There are, of course, obvious problems with increasing the age of eligibility. We are all living longer and there's a very large generational cohort entering retirement now which will soldier on for many years. Maintaining superannuation in its current form is going to be very expensive. On the other and, there are demographics – most notably Māori – who will not live as long. Middle-class white people will be paid a lot more super as a group than working-class Māori – and an increase in age elibility only makes that disparity worse. Could we look again at means-testing from 60-65 or at Peter Dunne's idea of offering the option of a lower rate, taken earlier?

Okay, then. If we value the current system, we could all accept that we need to pay more tax to keep it as it is. But who should pay that tax? Current taxpayers (who do include supperanuitants) who will derive the benefit in future – or the group of working taxpayers in 20 years' time, who will be faced with supporting a large group of superannuitants from a relatively smaller tax pool?

An actuarial approach would suggest that we should be paying those extra taxes now on a scale that reflects the greater demand in future and not the demand now. But that's not how our pay-as-you-go system works.

This also touches on Michael Cullen's New Zealand Superannuation Fund. The fund won't cover anywhere near the whole of the future superannuation bill, but it wasn't meant to: it was always meant to be a smoothing system for pay-as-you-go.

National stopped paying into the Super fund when it started running GFC-related deficits, and any number of right-wingers this week have publicly disdained the idea of "borrowing money to invest". Leaving aside recent actual history (returns from the fund have considerably outstripped the cost of borrowing), that really depends on how you look at it.

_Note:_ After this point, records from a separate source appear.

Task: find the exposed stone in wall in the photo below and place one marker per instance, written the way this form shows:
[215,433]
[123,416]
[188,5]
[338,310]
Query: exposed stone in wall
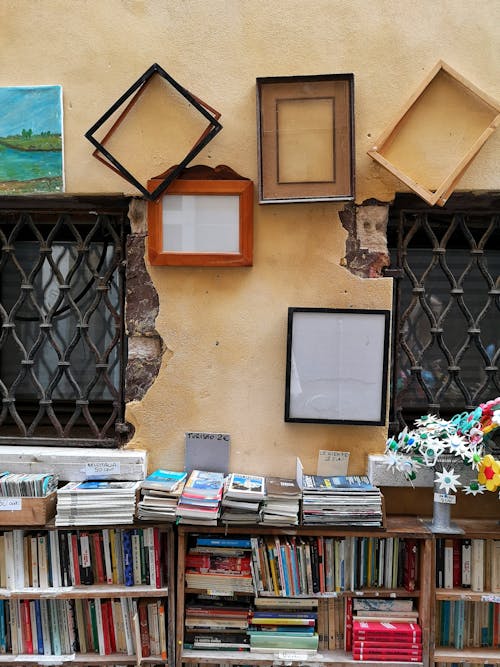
[145,345]
[366,245]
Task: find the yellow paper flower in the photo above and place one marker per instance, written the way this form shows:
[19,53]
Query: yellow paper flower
[489,473]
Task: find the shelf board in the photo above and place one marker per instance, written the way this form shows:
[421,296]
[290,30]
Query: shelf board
[482,655]
[466,594]
[278,658]
[73,592]
[396,525]
[79,659]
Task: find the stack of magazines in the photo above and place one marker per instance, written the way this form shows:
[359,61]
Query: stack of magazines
[96,502]
[160,492]
[200,499]
[282,502]
[243,495]
[341,500]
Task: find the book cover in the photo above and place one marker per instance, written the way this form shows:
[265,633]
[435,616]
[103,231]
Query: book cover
[249,487]
[204,484]
[165,480]
[282,487]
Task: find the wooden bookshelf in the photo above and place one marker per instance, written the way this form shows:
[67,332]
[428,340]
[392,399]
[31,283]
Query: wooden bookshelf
[466,648]
[165,560]
[402,527]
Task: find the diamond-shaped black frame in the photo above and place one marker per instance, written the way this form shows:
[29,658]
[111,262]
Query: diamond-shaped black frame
[210,114]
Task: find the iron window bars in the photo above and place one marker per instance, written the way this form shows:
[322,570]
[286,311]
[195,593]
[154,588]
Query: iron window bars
[446,336]
[61,311]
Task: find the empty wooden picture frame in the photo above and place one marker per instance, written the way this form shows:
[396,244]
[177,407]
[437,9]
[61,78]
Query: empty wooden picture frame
[202,223]
[337,364]
[306,138]
[437,134]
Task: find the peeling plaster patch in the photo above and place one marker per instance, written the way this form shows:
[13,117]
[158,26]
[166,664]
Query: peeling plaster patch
[145,345]
[366,245]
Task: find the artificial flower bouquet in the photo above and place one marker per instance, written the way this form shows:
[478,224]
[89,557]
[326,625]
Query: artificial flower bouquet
[436,443]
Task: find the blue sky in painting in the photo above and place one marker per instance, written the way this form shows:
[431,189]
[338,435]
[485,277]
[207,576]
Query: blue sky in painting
[37,108]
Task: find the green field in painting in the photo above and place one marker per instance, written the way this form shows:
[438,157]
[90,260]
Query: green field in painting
[35,142]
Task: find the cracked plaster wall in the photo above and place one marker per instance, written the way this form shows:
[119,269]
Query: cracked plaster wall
[207,347]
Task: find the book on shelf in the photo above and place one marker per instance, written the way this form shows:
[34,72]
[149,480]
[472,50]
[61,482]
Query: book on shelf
[96,503]
[241,486]
[167,481]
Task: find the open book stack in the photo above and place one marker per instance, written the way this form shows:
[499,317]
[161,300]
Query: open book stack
[282,502]
[243,495]
[93,503]
[341,500]
[279,629]
[200,499]
[160,492]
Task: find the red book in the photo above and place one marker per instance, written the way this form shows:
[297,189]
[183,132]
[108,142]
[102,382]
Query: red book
[112,636]
[410,565]
[321,564]
[26,629]
[386,645]
[76,558]
[387,657]
[457,563]
[99,561]
[375,630]
[156,579]
[106,622]
[144,629]
[348,624]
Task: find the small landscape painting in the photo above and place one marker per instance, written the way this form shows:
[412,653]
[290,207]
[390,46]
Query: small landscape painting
[31,154]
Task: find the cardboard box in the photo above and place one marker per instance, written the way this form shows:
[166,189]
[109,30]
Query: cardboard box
[27,511]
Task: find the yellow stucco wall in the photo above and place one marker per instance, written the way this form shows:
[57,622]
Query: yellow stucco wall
[225,329]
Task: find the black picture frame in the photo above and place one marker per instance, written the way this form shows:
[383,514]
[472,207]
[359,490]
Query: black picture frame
[337,366]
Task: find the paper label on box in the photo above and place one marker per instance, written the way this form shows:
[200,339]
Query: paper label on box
[288,655]
[445,498]
[332,463]
[11,504]
[102,469]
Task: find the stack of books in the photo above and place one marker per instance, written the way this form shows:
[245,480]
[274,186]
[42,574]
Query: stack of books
[199,502]
[281,504]
[96,503]
[217,624]
[386,641]
[278,629]
[243,495]
[160,492]
[220,564]
[341,500]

If you take an actuarial view, then providing for the future retirement of workers now is a core government duty. Now. So you're not actually borrowing for that, you're borrowing for the least-prioritised stuff at the other end of the budget.

At any rate, we can be grateful that Cullen took his steps to improve our terrible national savings performance. Our house, with two income-earners born just outside the boomer window in 1962, has a Kiwisaver account and a longer-running unit trust that isn't subject to the same restrictions on withdrawal as Kiwisaver (which is fortunate, given that we had to dip into it three years ago when we got in a bad tax mess).

We're doing okay with our saving, I guess, but I'm well past my earnings peak in a declining trade and I can't see us significantly ramping up our rate of savings for the next decade. So we'll quite probably do what a lot a lot of people will do – sell up, take the gain and move out of Auckland. I don't actually want to leave Auckland, I'm in love with the way it's changing, but it may just be the only prudent course. The more so given that we have two disabled adult children whose future independence remains unclear.

So, yeah, it's our house. We're lucky. As Keith Ng noted this week on Twitter, New Zealand Super's assumptions include that the majority of its recipients will own their own houses. And maybe that's the really big problem here. And if it is, our governments need to do a lot better than they've been doing.